I had to keep the composing process simple because I could only work a limited amount of time, often for less than an hour a week. The lack of time I had to work (given the ambitiousness of the project) also means that much of this work is cruder than I would have liked.
1. Koan Luke 9:51 9:57 9:58
James Tenney/Marc Sabat/Father Ted Tyler
mp3 (192 kbps) /Youtube video (unknown bit rate)
"As the time approached for Jesus to be taken up to heaven, he resolutely set out for Jerusalem. As they were walking along the road a man said to him, 'I will follow you wherever you go'. Jesus replied, 'Foxes have holes and birds of the air have nests, but the Son of Man has nowhere to lay his head'." (This passage is abridged, the speaker chose to omit Luke 9:52 - 9:56)

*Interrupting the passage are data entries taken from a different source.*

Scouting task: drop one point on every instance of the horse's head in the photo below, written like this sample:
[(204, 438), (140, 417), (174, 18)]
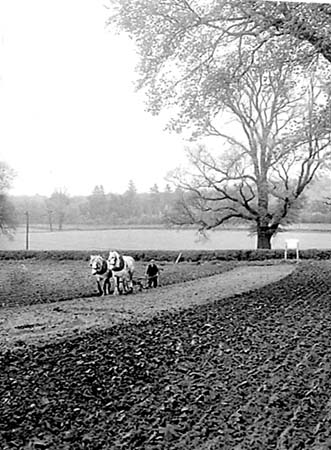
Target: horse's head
[(96, 263), (113, 259)]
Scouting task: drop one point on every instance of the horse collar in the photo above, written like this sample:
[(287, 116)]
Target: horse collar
[(104, 268), (121, 265)]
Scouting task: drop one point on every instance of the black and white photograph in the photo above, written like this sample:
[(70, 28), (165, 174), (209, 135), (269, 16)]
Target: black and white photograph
[(165, 225)]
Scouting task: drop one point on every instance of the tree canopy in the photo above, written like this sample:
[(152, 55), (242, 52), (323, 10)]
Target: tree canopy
[(264, 64)]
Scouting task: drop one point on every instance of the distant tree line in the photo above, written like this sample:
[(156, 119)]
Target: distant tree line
[(99, 208), (133, 208)]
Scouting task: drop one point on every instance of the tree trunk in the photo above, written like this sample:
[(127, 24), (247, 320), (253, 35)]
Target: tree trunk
[(264, 235)]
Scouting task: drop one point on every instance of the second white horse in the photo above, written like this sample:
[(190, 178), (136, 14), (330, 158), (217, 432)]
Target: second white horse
[(122, 268)]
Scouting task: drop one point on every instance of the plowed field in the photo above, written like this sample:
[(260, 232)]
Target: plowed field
[(249, 371)]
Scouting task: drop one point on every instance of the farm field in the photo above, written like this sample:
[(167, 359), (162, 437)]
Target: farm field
[(29, 282), (159, 239), (250, 371)]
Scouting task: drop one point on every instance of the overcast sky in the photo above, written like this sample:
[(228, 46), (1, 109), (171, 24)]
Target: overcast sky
[(69, 116), (68, 111)]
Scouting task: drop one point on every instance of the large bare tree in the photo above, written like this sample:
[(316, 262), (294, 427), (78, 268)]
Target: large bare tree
[(249, 60), (276, 143)]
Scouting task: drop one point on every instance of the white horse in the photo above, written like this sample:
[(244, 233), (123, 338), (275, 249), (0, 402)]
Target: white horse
[(102, 273), (122, 268)]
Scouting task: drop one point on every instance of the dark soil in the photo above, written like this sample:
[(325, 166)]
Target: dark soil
[(252, 371), (29, 282)]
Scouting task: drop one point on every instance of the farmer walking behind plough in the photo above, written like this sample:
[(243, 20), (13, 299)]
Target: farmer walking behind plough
[(152, 274)]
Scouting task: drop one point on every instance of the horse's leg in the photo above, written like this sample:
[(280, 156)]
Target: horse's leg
[(99, 287), (105, 286), (116, 284), (107, 283), (130, 281)]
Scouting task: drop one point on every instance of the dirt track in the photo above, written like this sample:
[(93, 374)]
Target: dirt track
[(40, 323)]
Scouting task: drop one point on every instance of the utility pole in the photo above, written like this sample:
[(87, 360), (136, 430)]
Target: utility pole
[(27, 231)]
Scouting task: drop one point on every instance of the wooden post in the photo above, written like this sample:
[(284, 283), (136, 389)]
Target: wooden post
[(27, 231), (178, 258)]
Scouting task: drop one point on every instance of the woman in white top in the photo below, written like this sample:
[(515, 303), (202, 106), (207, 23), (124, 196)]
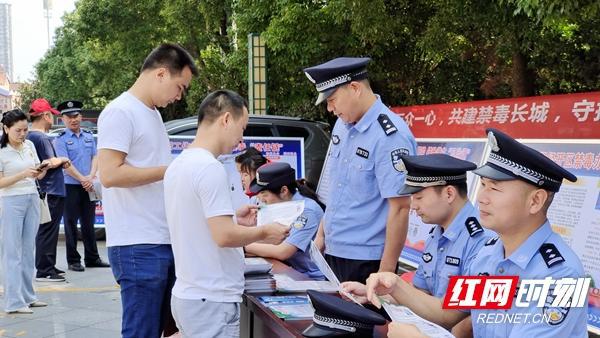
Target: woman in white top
[(19, 168), (247, 163)]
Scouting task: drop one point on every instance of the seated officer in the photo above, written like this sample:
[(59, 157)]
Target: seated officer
[(517, 187), (335, 317), (276, 182), (438, 185)]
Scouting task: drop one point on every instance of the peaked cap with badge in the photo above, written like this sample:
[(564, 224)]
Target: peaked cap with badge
[(328, 76), (272, 175), (335, 317), (510, 160), (70, 108), (40, 106), (432, 170)]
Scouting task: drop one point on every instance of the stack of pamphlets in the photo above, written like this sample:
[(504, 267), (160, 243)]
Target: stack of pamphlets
[(288, 307)]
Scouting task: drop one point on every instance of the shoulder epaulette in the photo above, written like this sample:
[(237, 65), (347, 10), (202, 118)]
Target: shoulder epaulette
[(386, 124), (491, 241), (473, 226), (550, 254)]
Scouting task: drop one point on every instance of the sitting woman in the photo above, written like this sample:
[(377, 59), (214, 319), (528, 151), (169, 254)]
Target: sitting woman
[(247, 163), (276, 182)]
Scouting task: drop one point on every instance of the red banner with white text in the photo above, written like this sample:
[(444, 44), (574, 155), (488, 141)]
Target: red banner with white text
[(568, 116)]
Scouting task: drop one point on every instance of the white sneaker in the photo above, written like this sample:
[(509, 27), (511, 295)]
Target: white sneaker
[(24, 310), (38, 303)]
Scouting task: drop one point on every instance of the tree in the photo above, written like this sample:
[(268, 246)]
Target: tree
[(423, 51)]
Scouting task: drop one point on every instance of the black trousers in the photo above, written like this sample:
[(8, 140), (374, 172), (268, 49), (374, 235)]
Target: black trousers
[(351, 269), (47, 237), (78, 207)]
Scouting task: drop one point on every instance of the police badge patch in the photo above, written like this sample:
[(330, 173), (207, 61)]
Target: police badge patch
[(300, 222), (554, 315), (397, 161)]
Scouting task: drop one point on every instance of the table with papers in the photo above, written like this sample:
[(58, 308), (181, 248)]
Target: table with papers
[(257, 321)]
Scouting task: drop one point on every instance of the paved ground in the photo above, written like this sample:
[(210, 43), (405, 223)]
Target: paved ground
[(88, 305)]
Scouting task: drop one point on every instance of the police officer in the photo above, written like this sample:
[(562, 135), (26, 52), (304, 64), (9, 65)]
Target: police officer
[(275, 183), (517, 187), (365, 224), (79, 146), (53, 184), (438, 185)]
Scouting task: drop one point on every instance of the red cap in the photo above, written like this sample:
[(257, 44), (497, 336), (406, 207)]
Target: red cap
[(40, 106)]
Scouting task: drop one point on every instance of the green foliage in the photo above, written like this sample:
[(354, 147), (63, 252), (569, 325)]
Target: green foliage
[(423, 51)]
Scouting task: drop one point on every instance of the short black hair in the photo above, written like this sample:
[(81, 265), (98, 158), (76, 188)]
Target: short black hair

The spoken audio used here was taken from a Youtube video uploaded by Father Ted Tyler (username frejtyler), a Catholic priest of the diocese of Parramatta in Sydney, Australia. The music samples are from an mp3 rendering of a recording of Marc Sabat performing James Tenney's Koan, as it was originally written for solo violin. Koan is one of Tenney's Postal Pieces, so named because he had them printed on postcards. Relatively simple instructions are given for performing each piece. Koan continually oscillates between two notes, starting at the G below middle C and the D just above it, and rises using a "very slow glissando" so the performer will "gradually move toward (the) bridge, until nothing but noise is heard".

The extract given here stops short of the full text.